Uma primeira afirmação geral de P. Coda parece quase um juízo preocupado: “Uma limitação da teologia contemporânea é muitas vezes a falta de audácia e vigor teorético: isto é, de visão e desempenho. O pensamento teológico está enraizado na novidade do evento cristológico, e por isso deve ter a parrésìa e a coragem do testemunho convicto e persuasivo da verdade sempre maior".
O vínculo com visões pré-concebidas e preconceituosas impede uma abordagem sincera e verdadeira às questões. Isso diz respeito principalmente à visão antropológica: “A antropologia teológica, como muitas vezes a representamos - não tenho medo de afirmar - deve ser em grande parte arquivada: certamente não na substância, mas na interpretação que é dada. Porque é abstrata e idealista. Apresenta uma visão do mundo e do homem de exculturação. É preciso revivê-la, repensá-la e repropô-la: certamente na fidelidade à inspiração evangélica e à tradição, mas, precisamente em virtude disso, capaz de se tornar apaixonante e historicamente significativa, ou seja, dizer o que é perene e imperdível na forma em que hoje é chamado a tomar forma. Jesus não promete: 'o Espírito vos guiará em toda a verdade' (João 16, 13)?" Coda "não tem medo" de afirmar que a antropologia teológica que propomos é muitas vezes um discurso ultrapassado, injusto, unilateral e de arquivo. Um trabalho de reconstrução de uma antropologia fiel ao percurso do homem na história na relação com Deus é uma tarefa urgente, que não se faz com sopas requentadas nem com construções autorreferenciais.
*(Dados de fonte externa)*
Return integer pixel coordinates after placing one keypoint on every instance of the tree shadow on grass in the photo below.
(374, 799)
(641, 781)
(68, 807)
No âmbito de uma mais geral reconsideração da relação entre liberdade e graça, que empenha a teologia a um confronto aberto com a descoberta da dignidade do homem como imagem e semelhança de Deus na consciência e na história, desponta com força uma necessária reconsideração do masculino e do feminino como “formas” e “gêneros” do humano. “A própria sociologia induz a um repensamento de alguns axiomas que considerávamos imutáveis e que interferem na doutrina ética ensinada pela Igreja. O tema da relação homem/mulher é paradigmático.
Para usar uma expressão um pouco provocativa, acho que hoje, mais do que uma "questão feminina", nos encontramos diante de uma "questão masculina"! Refiro-me à perda da identidade do homem masculino, incapaz de se adaptar à emancipação irreversível - e abençoada! - do feminino. O homem estava acostumado a idealizar - e aprisionar - a mulher: nos papéis da mãe, da irmã, da esposa ou... da amante, e em todos os casos, muitas vezes, da serviçal. E ele administrava esses papéis. Mas não se relacionava com a mulher como amiga. Daí a necessidade de uma superação radical desses modelos preconceituosos, que invalidam em grande parte o discurso eclesial e magistral sobre o masculino e sobre o feminino: “Hoje a mulher finalmente se recusa a ser engaiolada dentro desse esquema redutivo e até distorcido, elaborado apenas por homens. E o homem não sabe mais por onde se virar. É necessário redescobrir e implementar a dimensão originária da reciprocidade. O que é algo mais e diferente da complementaridade. É um estado de crise, o atual, que afeta a opacidade e a indeterminação da identidade sexual. Recuperar o frescor e a alegria da reciprocidade de ambos os sexos, portanto, para recuperar a plenitude da pessoa na vivência de afeto, liberdade e solidariedade. Nosso atraso na leitura desse fenômeno é erroneamente atribuído à anacrônica fixidez de uma idealização da "sagrada família".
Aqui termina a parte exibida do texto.